Carpet – From the four surfaces mentioned, Carpet is clearly the one that provides faster game conditions, however the International Tennis Federation (ITF) has reduced the number of tournaments on that surface over the years. Currently this surface is only used in lower level tournaments such as ITF and Challenger events.

Some tournaments are also played in Indoor conditions, most of them use Hard court as surface, but there are also some clay courts played on these conditions. Wimbledon center court has also the possibility of playing under the roof in case of rain, and this is the only grass court that can be played in Indoor. When playing on Indoor, the game speed usually increases; however, the speed depends in large part from the court type used.


Taking a closer look on the several surfaces, we can see that according to ITF there are 9 types of court surfaces and also 5 court pace ratings:




Textured, pigmented, resin-bound coating

Artificial clay

Sand-dressed and/or rubber-dressed surface with the appearance of clay

Artificial grass

Synthetic surface with the appearance of natural grass


Bitumen-bound aggregate


Textile or polymeric material supplied in rolls or sheets of finished product


Unbound mineral aggregate


Cement-bound aggregate


Natural grass grown from seed

Hybrid clay

Clay-dressed systems supported by a carpet matrix


Tennis has suffered several modifications in recent years, one of them being the game pace.
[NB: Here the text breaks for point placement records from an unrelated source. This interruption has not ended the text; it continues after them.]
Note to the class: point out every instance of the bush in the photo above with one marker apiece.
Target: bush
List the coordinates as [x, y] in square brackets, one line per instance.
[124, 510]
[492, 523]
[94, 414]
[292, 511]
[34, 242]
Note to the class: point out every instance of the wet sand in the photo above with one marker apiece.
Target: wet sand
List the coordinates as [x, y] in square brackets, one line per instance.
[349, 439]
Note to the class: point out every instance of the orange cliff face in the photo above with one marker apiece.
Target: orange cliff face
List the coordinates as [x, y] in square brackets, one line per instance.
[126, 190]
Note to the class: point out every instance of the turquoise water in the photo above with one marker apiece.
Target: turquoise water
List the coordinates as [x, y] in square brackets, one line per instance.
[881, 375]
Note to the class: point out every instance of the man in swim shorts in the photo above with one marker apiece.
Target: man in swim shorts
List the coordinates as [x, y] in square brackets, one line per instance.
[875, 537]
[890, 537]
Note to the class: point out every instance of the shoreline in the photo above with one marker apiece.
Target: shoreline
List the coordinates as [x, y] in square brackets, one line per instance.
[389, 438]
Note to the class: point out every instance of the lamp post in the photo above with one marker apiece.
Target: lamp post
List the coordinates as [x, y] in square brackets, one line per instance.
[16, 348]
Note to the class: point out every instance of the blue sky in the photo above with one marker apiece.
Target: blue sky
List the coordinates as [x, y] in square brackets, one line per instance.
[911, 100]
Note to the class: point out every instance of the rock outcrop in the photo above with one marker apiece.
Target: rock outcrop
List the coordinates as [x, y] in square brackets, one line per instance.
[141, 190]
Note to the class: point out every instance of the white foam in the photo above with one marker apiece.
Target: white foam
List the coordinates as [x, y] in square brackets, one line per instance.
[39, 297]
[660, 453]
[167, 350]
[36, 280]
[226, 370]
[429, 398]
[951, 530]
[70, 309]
If we look at tennis 20 years ago, the game conditions were much faster than today. The players used serve & volley very often which leads to shorter points. In the search of longer rallies and tremendous baseline battles, ITF has tried to homogenize the surface speeds with a general reduction.

The change in Australian Open surface in 2008 is a good example of this process. The first Grand Slam of the year used a surface named Rebound Ace from 1988 to 2007, however in 2008 changed to Plexicushion surfaces. This change caused a significant reduction on the game speed and is one of the reasons for Novak Djokovic's tremendous success on this event.

Grass is known for being a very fast surface but the game pace on Grass has also decreased in recent years. The friction on Wimbledon Grass has increased in past years in order to reduce the ball's velocity after hitting the surface. A study was made to compare the surface friction in Wimbledon from 2003 and 2008 using Roger Federer's serve. There were significant differences in how the ball reacted once it made contact with the court surface. Using an example, in a serve from Federer at 126 mph, in 2003, the ball reached his opponent at 52 mph; while in 2008, it bounced higher and reached his opponent at 43 mph.

Although there are clear differences between the several courts types, we can conclude that the game speed has reduced in recent years. The surface type is the most important factor that influences the game speed, but isn’t the only one, and we’ll take a closer approach on the others in a future article.